Mouse Reference Datasets
We have tested this premise by simulating sequences from C57BL/6 mice and reference files are available at the AIRRSHIP Github. These reference files were produced from the datasets detailed below. The germline alleles included are those that are present in both the IMGT mouse reference files and the OGRDB C57BL/6 reference germline set [1,2]. The number of individuals and sequences is considerably smaller than that used to generate the human references. We have also not fully optimised AIRRSHIP for non-human data, and as a result the simulations are slightly less realistic than for human sequences, especially across the junction region.
To simulate using these files, the following command would be used after the c57bl6 reference directory had been downloaded:
airrship -o c57bl6_repertoire \
--datadir path/to/c57bl6_reference \
--species mouse
Experimental data used
- Collins, A.M. et al. (2015) The mouse antibody heavy chain repertoire is germline-focused and highly variable between inbred strains. Philos. Trans. R. Soc. B Biol. Sci., 370.
- Raw sequence data downloaded from ENA accession PRJEB8745
- Only C57BL/6 samples used
- Corcoran, M.M. et al. (2016) Production of individualized V gene databases reveals high levels of immunoglobulin genetic diversity. Nat. Commun. 2016 71, 7, 1–14.

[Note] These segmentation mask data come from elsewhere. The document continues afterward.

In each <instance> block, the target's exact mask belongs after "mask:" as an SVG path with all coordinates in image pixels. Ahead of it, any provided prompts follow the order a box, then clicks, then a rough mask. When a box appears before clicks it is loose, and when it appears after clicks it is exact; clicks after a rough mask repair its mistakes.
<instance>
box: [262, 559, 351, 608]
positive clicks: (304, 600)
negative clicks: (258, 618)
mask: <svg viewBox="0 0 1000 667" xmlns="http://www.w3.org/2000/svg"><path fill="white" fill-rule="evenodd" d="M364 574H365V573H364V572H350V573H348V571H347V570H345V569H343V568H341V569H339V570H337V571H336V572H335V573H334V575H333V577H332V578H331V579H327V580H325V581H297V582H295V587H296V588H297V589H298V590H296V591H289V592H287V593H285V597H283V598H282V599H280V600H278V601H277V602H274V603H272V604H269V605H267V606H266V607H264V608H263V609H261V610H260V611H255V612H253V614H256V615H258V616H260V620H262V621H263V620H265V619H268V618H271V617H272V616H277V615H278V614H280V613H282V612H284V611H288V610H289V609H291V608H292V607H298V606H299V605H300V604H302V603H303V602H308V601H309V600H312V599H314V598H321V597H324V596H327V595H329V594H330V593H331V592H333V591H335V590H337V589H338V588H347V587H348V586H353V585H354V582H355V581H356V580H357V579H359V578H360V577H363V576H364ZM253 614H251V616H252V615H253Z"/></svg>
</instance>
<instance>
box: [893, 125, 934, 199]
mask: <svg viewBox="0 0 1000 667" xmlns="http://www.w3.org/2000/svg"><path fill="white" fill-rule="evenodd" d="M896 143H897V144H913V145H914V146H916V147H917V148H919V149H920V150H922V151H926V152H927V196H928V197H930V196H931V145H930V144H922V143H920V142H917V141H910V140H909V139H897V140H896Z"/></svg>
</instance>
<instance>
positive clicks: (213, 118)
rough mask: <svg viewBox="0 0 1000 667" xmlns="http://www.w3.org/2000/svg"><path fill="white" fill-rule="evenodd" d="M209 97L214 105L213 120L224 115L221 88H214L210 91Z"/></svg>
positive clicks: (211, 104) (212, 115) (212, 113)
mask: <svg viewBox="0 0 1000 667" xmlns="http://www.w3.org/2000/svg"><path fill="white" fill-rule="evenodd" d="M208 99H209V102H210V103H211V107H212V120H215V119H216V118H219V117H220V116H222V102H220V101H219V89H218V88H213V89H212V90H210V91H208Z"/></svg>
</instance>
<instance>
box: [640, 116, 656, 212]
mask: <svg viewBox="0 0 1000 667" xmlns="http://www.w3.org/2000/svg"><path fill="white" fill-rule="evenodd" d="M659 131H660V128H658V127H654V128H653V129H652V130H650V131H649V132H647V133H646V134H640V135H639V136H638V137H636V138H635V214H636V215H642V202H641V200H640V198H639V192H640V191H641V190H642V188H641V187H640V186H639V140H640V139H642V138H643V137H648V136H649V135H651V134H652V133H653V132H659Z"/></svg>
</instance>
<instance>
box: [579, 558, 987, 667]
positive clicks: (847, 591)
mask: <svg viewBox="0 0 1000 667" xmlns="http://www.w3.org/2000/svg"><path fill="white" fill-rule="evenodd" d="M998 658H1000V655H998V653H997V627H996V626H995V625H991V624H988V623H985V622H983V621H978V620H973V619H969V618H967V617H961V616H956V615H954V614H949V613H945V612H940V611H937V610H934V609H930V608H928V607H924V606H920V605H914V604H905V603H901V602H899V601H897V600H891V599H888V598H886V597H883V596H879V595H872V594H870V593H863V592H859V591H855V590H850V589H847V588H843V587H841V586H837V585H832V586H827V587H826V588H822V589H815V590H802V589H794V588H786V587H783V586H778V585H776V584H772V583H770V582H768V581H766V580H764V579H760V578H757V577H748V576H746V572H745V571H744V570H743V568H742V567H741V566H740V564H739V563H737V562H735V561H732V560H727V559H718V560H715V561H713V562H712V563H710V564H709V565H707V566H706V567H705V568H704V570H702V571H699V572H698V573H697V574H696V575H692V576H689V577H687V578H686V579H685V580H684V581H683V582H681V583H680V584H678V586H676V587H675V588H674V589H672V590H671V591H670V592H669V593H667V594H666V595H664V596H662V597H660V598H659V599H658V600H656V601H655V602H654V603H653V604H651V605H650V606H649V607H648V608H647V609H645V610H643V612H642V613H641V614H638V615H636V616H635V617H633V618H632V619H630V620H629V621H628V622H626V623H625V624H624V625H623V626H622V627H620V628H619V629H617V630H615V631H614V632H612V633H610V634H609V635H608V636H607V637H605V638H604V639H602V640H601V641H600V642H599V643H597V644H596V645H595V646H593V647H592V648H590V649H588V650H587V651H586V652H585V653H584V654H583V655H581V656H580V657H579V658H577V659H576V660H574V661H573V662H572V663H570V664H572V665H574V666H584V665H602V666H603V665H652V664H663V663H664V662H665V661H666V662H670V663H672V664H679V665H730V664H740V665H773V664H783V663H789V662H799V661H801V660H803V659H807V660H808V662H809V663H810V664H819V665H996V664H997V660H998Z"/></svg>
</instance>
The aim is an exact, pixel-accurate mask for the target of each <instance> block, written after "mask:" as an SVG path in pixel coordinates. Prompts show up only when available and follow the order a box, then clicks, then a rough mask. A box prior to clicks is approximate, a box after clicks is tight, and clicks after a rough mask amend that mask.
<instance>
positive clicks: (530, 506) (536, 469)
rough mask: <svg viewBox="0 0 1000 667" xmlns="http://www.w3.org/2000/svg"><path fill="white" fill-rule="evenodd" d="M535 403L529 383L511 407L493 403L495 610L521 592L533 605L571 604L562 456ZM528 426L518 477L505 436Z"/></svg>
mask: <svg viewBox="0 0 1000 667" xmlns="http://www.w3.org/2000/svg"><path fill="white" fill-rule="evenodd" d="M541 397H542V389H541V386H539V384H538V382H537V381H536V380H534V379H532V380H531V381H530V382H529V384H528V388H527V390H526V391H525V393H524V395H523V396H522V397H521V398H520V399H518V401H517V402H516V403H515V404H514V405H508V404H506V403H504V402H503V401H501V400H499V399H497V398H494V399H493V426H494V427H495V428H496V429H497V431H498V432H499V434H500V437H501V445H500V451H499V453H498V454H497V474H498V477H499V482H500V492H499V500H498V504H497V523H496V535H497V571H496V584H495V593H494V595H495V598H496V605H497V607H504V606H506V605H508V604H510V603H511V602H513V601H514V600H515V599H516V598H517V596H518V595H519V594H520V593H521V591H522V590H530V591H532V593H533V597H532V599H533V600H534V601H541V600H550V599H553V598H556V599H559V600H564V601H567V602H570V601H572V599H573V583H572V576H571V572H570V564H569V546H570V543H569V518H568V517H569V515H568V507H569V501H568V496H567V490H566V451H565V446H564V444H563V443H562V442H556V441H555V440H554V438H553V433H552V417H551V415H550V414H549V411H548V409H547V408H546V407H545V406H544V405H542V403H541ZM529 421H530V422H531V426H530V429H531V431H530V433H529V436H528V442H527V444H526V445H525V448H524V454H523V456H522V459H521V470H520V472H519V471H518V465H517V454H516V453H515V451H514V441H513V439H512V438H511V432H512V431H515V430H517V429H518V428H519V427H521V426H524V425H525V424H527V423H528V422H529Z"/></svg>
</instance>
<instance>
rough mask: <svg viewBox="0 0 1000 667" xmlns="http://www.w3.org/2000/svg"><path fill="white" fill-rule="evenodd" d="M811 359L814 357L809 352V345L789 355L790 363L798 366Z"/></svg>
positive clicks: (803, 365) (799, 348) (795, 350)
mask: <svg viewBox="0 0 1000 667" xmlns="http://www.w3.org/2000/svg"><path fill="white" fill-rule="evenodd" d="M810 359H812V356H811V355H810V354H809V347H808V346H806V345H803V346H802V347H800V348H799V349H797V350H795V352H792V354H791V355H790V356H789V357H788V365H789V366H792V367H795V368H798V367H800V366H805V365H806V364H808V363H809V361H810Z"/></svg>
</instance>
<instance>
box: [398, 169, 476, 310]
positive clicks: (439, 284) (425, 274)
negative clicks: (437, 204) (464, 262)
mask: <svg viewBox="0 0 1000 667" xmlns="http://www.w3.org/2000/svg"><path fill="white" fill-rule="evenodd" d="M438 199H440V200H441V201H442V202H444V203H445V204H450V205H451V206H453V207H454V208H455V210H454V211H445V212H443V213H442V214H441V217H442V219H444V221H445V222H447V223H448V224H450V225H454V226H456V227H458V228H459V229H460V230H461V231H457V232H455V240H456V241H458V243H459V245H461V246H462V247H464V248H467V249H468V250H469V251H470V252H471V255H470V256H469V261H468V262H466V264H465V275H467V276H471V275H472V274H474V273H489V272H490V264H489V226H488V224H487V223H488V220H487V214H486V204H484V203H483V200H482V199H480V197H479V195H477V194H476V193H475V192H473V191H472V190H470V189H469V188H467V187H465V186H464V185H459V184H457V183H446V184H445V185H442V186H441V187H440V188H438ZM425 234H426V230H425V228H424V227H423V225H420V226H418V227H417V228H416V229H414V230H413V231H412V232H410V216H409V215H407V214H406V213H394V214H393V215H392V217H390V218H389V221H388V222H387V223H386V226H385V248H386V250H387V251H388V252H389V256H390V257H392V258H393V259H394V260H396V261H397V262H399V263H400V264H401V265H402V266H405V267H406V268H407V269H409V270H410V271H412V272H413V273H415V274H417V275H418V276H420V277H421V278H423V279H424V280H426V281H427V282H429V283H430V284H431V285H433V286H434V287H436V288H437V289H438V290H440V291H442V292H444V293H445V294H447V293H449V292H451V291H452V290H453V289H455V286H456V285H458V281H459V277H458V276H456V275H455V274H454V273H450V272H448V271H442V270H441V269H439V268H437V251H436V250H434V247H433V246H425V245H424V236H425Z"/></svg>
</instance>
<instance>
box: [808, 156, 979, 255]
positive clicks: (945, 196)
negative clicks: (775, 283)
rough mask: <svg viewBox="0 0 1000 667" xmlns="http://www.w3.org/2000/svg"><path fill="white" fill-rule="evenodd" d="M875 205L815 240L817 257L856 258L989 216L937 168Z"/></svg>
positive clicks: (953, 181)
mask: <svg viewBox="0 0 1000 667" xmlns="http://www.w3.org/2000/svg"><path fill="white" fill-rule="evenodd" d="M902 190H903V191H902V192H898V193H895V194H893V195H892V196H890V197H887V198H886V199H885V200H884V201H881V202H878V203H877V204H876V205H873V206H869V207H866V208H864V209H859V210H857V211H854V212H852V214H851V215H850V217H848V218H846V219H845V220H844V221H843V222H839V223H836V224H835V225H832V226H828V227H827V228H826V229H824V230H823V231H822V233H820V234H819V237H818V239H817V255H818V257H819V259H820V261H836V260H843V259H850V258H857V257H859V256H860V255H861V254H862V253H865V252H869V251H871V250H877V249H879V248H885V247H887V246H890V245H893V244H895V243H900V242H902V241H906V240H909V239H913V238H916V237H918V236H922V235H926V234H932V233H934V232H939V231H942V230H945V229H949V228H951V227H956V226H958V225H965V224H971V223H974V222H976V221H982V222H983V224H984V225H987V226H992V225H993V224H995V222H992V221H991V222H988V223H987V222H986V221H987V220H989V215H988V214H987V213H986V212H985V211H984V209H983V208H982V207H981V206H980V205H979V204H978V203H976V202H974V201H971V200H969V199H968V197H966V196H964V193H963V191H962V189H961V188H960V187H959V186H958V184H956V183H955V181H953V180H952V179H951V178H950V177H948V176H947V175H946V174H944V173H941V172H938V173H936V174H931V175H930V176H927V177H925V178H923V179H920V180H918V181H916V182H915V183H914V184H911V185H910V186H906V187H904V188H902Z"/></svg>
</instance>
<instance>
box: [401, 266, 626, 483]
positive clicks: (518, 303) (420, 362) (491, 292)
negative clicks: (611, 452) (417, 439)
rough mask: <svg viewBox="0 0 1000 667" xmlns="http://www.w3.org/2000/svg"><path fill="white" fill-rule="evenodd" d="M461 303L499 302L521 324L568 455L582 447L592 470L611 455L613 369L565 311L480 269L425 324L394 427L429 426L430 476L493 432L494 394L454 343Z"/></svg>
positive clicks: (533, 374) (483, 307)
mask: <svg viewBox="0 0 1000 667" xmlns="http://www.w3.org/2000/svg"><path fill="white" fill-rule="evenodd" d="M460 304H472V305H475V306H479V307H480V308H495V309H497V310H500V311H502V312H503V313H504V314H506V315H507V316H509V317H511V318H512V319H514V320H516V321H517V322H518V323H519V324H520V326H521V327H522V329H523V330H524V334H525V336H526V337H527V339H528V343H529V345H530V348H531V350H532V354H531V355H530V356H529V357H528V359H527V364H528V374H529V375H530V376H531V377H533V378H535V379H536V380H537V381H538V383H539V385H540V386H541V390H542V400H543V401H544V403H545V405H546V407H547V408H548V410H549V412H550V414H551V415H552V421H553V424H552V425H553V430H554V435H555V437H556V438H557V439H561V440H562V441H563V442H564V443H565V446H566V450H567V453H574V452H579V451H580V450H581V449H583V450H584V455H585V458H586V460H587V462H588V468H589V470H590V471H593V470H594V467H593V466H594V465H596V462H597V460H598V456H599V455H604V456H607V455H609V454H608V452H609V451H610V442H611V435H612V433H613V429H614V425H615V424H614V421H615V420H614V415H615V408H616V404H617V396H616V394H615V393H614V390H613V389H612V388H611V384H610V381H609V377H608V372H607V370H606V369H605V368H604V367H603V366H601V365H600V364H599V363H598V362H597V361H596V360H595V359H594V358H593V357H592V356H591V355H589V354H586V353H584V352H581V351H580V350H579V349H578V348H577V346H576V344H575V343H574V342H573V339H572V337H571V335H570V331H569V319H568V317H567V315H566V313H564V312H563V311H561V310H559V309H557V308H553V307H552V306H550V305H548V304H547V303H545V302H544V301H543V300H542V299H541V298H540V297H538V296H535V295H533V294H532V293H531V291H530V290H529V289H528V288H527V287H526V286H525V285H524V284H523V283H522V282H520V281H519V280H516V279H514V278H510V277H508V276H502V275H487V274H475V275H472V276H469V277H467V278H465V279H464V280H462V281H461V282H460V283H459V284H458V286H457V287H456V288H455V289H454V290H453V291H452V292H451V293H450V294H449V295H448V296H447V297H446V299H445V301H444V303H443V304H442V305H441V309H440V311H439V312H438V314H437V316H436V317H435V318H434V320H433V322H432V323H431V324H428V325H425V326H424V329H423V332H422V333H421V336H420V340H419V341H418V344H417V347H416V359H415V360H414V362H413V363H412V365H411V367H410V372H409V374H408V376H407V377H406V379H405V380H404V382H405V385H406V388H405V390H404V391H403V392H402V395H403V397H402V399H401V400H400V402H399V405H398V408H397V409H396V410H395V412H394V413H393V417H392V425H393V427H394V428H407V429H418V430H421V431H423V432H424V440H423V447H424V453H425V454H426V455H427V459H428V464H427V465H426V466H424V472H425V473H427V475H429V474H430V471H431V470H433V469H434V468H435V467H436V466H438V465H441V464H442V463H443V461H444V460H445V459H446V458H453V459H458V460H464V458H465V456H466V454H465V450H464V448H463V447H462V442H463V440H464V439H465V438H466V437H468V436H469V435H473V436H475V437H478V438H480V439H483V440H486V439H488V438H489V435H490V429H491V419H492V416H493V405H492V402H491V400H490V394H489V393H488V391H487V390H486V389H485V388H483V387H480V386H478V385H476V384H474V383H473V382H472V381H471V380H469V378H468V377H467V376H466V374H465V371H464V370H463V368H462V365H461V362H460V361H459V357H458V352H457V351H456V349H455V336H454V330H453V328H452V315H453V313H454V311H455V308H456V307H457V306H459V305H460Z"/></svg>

- Raw sequence data downloaded from ENA accession PRJEB15295
- C57Bl/6 M3 sample used
- Greiff, V. et al. (2017) Systems Analysis Reveals High Genetic and Antigen-Driven Predetermination of Antibody Repertoires throughout B Cell Development. Cell Rep., 19, 1467–1478.
- Raw sequence data downloaded from ArrayExpress accession E-MTAB-5349
- Naive splenocyte samples from uninfected C57BL/6 used
- Kräutler, N.J. et al. (2020) Quantitative and Qualitative Analysis of Humoral Immunity Reveals Continued and Personalized Evolution in Chronic Viral Infection. Cell Rep., 30, 997-1012.e6.
- Raw sequence data downloaded from ArrayExpress accession E-MTAB-8585
- Mouat, I. et. al., unpublished data
- Splenocytes from eight control C57BL/6 mice
[1] Lees, W. et al. OGRDB: a reference database of inferred immune receptor genes. Nucleic Acids Res. 48, D964–D970 (2020).
[2] Jackson, K. J. L. et al. A BALB/c IGHV Reference Set, Defined by Haplotype Analysis of Long-Read VDJ-C Sequences From F1 (BALB/c x C57BL/6) Mice. Front. Immunol. 13, 2490 (2022).
Release notes
We recommend using the latest available AIRRSHIP release. If you have already installed an earlier version then you may have to upgrade your installed version using pip.
pip install airrship -U
v0.1.0
Initial release.
v0.1.1
Bug fix: the --shm_random option no longer produces an error.
v0.1.2
Adjustments to ensure that proportional VDJ usage is accurately recreated from reference files.
v0.1.3
Added option for including non-productive sequences in output. Added --shm_multiplier option to control mutation rates.
v0.1.4
Yanked. Issue with Python 3.7 compatibility.
v0.1.5
Included --species option to make simulating non-human species using user specified data easier.
Warning
Default values for --het have changed to 0 0 0. This differs from previous releases where the default behaviour was to use the greatest proportion of heterozygous positions possible in the inbuilt data.